On the contrary, as Michael Lind argues in the New York Times, the rise of Trump has more to do with the anger fostered by a system that has consistently ignored the will of the public, not by a system that pays too much attention to it.
"In the United States," Lind observes, "the problem is not an excess of democracy, but a democratic deficit that has provoked a demagogic backlash."
This democratic deficit pervades many areas of debate in American politics.
Last week, for instance, a Gallup poll revealed that 58% of American adults support "a federally funded healthcare system that provides insurance for all Americans." Interestingly, 41% of Republicans favor replacing the Affordable Care Act with the system that Bernie Sanders has advocated -- a Medicare-for-All, single-payer system.
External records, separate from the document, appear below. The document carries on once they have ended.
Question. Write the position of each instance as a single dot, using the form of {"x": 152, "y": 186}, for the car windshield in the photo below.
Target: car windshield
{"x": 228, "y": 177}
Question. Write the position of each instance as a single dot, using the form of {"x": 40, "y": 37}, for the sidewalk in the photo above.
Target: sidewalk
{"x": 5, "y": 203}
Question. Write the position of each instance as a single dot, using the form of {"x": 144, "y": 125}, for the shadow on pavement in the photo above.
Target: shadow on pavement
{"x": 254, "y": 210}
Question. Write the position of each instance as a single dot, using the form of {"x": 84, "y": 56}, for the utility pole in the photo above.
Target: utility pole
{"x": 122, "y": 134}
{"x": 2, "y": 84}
Hillary Clinton, the standard-bearer of the Democratic establishment, has, however, expressed deep reservations about such a proposal, despite frequently boasting about her record of fighting for universal healthcare. Clinton has repeatedly attacked Sanders on this front, insisting that the plan he supports will "never, ever come to pass."
Some have argued that Clinton's change of heart is not surprising, given the amount of money she has received from the powerful and politically influential health insurance industry -- an industry that is currently at war with Colorado's single-payer ballot initiative.
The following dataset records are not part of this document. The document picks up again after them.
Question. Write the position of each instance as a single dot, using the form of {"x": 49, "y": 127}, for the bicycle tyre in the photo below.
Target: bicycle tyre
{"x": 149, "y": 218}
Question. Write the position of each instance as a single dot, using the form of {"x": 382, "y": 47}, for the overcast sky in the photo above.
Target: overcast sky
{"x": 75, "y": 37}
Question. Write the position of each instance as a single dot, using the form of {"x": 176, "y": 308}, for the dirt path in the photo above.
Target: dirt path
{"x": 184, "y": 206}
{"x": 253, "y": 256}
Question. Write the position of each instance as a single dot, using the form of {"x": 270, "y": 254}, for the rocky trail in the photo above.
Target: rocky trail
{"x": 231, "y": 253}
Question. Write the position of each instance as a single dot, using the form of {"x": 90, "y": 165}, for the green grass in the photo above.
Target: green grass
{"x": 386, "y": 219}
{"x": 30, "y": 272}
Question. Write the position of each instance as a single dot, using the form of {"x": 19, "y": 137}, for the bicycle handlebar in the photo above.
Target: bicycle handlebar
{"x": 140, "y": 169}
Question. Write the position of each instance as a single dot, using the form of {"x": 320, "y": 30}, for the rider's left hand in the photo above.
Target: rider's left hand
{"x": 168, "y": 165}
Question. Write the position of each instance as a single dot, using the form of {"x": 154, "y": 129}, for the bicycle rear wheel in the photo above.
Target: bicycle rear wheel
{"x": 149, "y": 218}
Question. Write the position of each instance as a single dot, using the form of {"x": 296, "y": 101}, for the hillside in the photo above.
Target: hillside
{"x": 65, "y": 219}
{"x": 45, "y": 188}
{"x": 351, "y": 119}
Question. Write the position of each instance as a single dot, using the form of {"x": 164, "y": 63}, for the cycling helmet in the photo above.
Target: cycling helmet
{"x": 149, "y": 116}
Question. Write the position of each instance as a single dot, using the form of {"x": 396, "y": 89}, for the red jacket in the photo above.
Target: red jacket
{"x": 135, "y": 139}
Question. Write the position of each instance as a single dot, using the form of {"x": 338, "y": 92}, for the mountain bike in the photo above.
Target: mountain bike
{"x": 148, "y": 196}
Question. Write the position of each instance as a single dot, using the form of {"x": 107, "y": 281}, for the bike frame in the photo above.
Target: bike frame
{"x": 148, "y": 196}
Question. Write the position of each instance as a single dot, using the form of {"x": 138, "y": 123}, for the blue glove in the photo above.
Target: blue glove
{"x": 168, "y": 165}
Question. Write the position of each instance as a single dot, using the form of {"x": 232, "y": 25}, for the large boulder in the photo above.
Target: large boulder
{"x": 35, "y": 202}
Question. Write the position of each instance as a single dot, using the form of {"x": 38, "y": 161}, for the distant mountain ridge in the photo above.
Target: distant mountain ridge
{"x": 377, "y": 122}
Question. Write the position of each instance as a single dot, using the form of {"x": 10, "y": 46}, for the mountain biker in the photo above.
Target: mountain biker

In the 1990's, as David Sirota of the International Business Timesnotes, Clinton was declaring that a single-payer system was nothing short of a political inevitability -- and a political necessity, given the public's support for such a system. "I think the momentum for a single-payer system will sweep the country," she said.
"Between that declaration and her now saying single-payer can never pass," Sirota observes, "Clinton has vacuumed in roughly $13.2 million from sources in the health sector, according to data compiled by the nonpartisan Center for Responsive Politics. That includes $11.2 million from the sector when Clinton was a senator and $2 million from health industry sources during her 2016 presidential campaign."
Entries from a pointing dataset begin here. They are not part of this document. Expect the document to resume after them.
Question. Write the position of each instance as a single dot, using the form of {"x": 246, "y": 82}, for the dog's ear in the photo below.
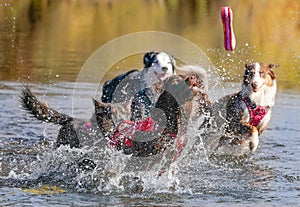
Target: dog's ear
{"x": 247, "y": 65}
{"x": 148, "y": 59}
{"x": 271, "y": 66}
{"x": 173, "y": 62}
Clinton has also, as Zaid Jilani reported in January, "made $2,847,000 from 13 paid speeches to the industry."
"This means," Jilani adds, "that Clinton brought in almost as much in speech fees from the health care industry as she did from the banking industry."
Clinton's healthcare reversal embodies the argument made by Gilens and Page in 2014: When the views of elite sectors of the population and special interests, from the insurance industry to pharmaceutical companies to oil giants, come into conflict with those of the public, elites almost always win.
Though Gilens and Page don't use the word oligarchy in their conclusion, the implications of their findings are clear: A system dictated by the needs and desires of the wealthiest cannot, with any honesty, be called democratic.
And the disconnect between public and elite opinion on healthcare is just one of many.
As this disconnect is publicized, and as anger festers, the appeal of figures like Trump -- figures who ridicule the establishment and who pretend to represent the interests of the disaffected -- will only continue to soar.
There is another side, though -- an opening for a more democratic process.
Bernie Sanders, by articulating the alternative to Trump's narcissistic, strongman populism and the establishment's deference to elite sectors, has done much to spark activism and organization that could, if these elements combine to create a cohesive mass movement, give a voice to those who have been left behind -- and change the system in such a way that benefits the many, rather than just those at the top.
"If we want to avert the sense of powerlessness among voters that fuels demagogy," Michael Lind concludes, "the answer is not less democracy in America, but more."